People’s intention to being happy plays role in their happiness level, studies suggest

Researchers tested whether upbeat music can help increase participants’ happiness

Kennon Sheldon, professor of psychological sciences, has been studying happiness and well-being since he was a graduate student.
Publications file photo

Happiness is of major interest to Kennon Sheldon, MU professor of psychological sciences.

Even before he started teaching at MU in 1997, the core topic of his research was the measurement of well-being and happiness. 

His interest started when he was a graduate student at the University of California–Davis. He continued the work for five years as a postdoctoral researcher and then as a visiting assistant professor at the University of Rochester.

“My mentor [from graduate school], who studied what kinds of goals people pursue, was interested in well-being, as well,” Sheldon said. “Then I started looking at things like the materialistic goals versus prosocial goals and how does that affect your well-being.”

His most recent research was with Yuna Ferguson, a former MU doctoral student in psychological science who now is an assistant professor at Pennsylvania State University–Shenango. Sheldon and Ferguson co-wrote the study “Trying to Be Happier Really Can Work,” which appeared in The Journal of Positive Psychology. He said that Ferguson’s dissertation related to his own core interest in the measurement of happiness.

“So there’s this question about if you do something in order to make yourself happier, will it backfire?” Sheldon said. “Yuna Ferguson decided to explore this question. What happens if you’re trying to use an experience to get happy versus not?”

The main component of their study was music. Researchers tested whether happy and upbeat music can help increase participants’ happiness level.

Participants were divided into two groups. One group of people were asked to self-observe whether the music boosts their mood over a two-week period. Another group was asked to hear the music but don’t intentionally allow it to affect their mental state. In the second part of the study, Sheldon and Ferguson played Stravinsky to one group and Aaron Copland, a 20th-century composer of upbeat music, to another group. 

Researchers found that participants’ positive mood increased only when they tried to use upbeat music to be happier. Participants who listened to happy music but didn’t attempt to use it to affect their mood didn’t become happier, Sheldon said.

“Maybe that’s why people are walking around with iPods and iPhones, listening to their favorite playlist,” he said. “It’s a pick-me-up, and that’s a good thing.”

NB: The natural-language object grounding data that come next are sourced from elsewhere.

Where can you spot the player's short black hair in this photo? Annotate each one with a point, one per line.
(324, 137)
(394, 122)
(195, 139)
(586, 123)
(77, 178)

Another study also involved music. In this study, researchers asked participants to listen to whatever music they like over four weeks, and compared participants’ mood levels at the beginning to the end. 

The same conditions were used: One group was asked to attempt to use music to affect feelings, and another group was asked to just enjoy the music without giving much thought to it. Results were similar to those from the upbeat music study. Participants who were asked to self-observe their mood while listening to their favorite music became happier. 

Sheldon said that these results might have been a placebo effect. But the tests were solid, so the results are convincing and an interesting matter to study further, Sheldon said.

“Research suggests that we can intentionally seek to make mental changes leading to new positive experiences of life,” Sheldon said. “The fact that we’re aware we’re doing this has no detrimental effect.”

To make himself happier, Sheldon enjoys hiking, taking photographs and going on family trips. He explains that happiness really is based on pleasant experiences. 

“I want to help people to fulfill the American Dream,” Sheldon said. “The American Dream can either be about getting rich and famous, or about fulfilling yourself and your potentials. And it’s the second one that I’m interested in.”